Il ne manque en effet pas d’humour, y compris de cet humour particulier aux Français qu’est l’ironie. Je me permets de rappeler à ceux qui ont des doutes sur leur culture, que l’humour anglais contient une autodérision en même temps qu’une certaine tendresse pour ce dont on se moque, alors que l’ironie à la française, « voltairienne », contient une critique acerbe et argumentée en même temps qu’une certaine dose de méchanceté. Les pratiques de cour n’ont en effet pas été les mêmes d’un côté à l’autre de la Manche.

Ce qui explique aussi pourquoi le chapitre sur la politesse des Français commence par leur arrogance, leur radinerie et leur refus de parler une autre langue (par honte de leur accent et par misère de leur Education pourtant « nationale ») avant de terminer sur leur propreté et leur sens gourmet. Je l’ai souvent remarqué, à l’étranger les Français sont assez imbus d’eux-mêmes. Vaniteux, ils sont méfiants du regard des autres, ce qui les rend d’apparence arrogante – surtout quand ils ne font aucun effort pour dire bonjour ou merci dans la langue du pays, ce qui est un minimum.
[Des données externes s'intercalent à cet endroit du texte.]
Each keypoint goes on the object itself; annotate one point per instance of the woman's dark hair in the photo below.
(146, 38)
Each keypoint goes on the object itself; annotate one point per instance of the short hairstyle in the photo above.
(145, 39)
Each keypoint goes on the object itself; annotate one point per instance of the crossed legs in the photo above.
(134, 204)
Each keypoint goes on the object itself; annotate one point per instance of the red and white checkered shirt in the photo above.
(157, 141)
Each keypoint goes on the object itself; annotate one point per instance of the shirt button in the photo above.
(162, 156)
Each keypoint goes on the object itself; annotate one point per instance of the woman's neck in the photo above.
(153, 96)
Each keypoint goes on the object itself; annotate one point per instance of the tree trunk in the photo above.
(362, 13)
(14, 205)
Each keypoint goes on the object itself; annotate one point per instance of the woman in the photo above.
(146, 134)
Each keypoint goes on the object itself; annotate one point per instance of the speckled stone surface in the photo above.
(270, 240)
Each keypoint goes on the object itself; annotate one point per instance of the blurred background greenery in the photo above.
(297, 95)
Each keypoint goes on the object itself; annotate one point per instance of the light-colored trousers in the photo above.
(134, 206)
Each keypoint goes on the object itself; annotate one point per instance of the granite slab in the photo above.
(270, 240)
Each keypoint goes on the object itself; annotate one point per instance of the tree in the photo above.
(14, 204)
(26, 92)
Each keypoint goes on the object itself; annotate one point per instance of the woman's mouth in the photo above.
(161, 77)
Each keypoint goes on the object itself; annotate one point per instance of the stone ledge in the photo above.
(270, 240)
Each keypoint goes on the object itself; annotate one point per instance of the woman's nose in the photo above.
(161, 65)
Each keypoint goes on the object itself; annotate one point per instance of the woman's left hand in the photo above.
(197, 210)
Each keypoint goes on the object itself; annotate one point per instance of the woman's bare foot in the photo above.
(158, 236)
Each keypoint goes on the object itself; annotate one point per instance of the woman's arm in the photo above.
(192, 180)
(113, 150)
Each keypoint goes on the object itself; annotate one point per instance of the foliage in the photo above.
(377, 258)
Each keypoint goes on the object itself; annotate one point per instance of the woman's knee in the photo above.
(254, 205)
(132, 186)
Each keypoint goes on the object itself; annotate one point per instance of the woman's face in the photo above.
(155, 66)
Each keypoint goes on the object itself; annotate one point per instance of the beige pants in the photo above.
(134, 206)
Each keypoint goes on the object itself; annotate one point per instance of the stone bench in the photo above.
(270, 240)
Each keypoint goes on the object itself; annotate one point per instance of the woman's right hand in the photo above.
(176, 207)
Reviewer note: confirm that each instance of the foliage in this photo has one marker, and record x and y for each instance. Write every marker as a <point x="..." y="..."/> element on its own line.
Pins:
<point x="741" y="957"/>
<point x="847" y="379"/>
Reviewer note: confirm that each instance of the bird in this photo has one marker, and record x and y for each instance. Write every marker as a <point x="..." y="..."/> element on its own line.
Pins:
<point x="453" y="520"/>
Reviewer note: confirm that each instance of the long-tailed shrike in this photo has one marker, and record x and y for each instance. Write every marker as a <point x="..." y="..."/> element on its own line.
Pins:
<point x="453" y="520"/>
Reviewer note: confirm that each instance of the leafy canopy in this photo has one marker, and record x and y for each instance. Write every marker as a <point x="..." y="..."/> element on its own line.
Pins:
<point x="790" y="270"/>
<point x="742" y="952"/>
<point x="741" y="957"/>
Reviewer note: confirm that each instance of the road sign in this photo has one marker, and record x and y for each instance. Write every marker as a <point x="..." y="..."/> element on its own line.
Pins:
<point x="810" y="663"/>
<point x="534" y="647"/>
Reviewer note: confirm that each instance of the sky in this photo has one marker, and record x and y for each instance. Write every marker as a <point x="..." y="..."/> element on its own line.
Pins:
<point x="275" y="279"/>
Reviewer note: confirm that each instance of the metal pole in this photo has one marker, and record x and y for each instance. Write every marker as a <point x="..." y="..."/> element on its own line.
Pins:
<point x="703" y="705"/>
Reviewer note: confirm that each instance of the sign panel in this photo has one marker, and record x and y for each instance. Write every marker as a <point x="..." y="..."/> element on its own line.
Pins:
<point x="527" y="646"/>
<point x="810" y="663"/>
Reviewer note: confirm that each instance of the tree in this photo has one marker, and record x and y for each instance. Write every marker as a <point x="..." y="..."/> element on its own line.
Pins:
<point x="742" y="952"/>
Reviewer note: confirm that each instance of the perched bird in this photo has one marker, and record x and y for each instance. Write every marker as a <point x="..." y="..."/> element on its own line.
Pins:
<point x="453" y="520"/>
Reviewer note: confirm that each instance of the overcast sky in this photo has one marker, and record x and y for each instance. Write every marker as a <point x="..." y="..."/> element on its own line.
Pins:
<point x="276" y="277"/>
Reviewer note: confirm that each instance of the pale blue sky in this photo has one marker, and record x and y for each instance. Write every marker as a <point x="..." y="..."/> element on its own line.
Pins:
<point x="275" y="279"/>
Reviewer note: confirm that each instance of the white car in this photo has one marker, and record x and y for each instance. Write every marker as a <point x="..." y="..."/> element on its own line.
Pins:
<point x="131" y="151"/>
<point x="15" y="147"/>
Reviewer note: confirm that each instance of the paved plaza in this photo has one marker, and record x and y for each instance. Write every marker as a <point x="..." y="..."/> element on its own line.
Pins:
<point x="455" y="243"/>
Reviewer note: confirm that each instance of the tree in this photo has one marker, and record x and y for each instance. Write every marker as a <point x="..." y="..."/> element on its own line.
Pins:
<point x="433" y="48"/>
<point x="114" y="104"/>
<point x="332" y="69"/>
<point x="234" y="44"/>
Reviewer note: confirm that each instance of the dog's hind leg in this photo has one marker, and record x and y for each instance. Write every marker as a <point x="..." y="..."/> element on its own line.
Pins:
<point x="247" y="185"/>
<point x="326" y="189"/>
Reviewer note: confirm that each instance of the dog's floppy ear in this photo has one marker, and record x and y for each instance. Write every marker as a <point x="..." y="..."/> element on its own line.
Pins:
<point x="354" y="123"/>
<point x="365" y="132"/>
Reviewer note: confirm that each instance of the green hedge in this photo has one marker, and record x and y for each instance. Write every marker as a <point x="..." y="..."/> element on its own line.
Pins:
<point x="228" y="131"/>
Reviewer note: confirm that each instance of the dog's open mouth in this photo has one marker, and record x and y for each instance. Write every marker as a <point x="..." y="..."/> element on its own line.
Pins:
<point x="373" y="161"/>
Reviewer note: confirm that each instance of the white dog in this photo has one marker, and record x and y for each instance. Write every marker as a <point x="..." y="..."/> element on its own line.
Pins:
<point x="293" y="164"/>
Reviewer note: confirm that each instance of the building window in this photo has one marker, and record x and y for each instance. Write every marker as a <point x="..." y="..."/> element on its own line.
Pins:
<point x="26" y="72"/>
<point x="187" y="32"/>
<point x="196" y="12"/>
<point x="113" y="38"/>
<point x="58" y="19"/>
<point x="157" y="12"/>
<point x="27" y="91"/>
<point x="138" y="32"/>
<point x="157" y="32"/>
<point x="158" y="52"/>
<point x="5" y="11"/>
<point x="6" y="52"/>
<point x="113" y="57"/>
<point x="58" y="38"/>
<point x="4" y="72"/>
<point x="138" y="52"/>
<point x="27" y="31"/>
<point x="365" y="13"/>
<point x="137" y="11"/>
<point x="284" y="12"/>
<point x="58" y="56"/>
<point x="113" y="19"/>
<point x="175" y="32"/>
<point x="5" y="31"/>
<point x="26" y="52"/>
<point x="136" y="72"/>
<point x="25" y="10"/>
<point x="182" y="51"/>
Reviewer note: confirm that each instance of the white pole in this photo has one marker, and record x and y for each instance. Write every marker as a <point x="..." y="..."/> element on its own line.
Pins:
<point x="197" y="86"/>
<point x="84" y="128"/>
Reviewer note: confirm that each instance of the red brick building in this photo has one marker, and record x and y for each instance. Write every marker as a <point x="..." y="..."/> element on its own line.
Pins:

A la lecture, les anecdotes tournent vite aux clichés : les Allemands sont ponctuels et exigent un regard franc et une poignée de main ferme ; les Espagnols sont systématiquement en retard et bordéliques et exigent l’abrazo viril sauf des dames. Les Japonais sont tout en nuances et courbettes mais veulent être écoutés et reconnus ; les Israéliens sont bruts de décoffrage comme dans l’égalitarisme des kibboutz et de l’armée où on ne s’embarrasse pas de fioritures. Les Russes ne sourient jamais à un inconnu, rançon de trois générations de socialisme où chacun surveillait tout le monde pour que l’Histoire s’accomplisse dans la Ligne. Les Polonais, en revanche, ont tout des mœurs inverses, russophobie ancestrale oblige. Quant aux Italiens, il suffit que vous portiez une cravate pour être honoré d’un sonore dottore, même si vous n’avez qu’un CAP. En Thaïlande et au Mexique, pas question de caresser la tête d’un enfant : cela porte malheur. En Grèce, se faire traiter de pousti (pédé) est une forme d’amitié entre hommes, sauf si c’est lors d’un accrochage en voiture où il s’agit d’une injure. En Mauritanie, les enfants sont bien élevés et prévenants, mais en Corée du sud, la complexité des rites et exigences fait que la jeunesse se comporte de plus en plus à l’américaine, c’est-à-dire de façon grossière et impolie.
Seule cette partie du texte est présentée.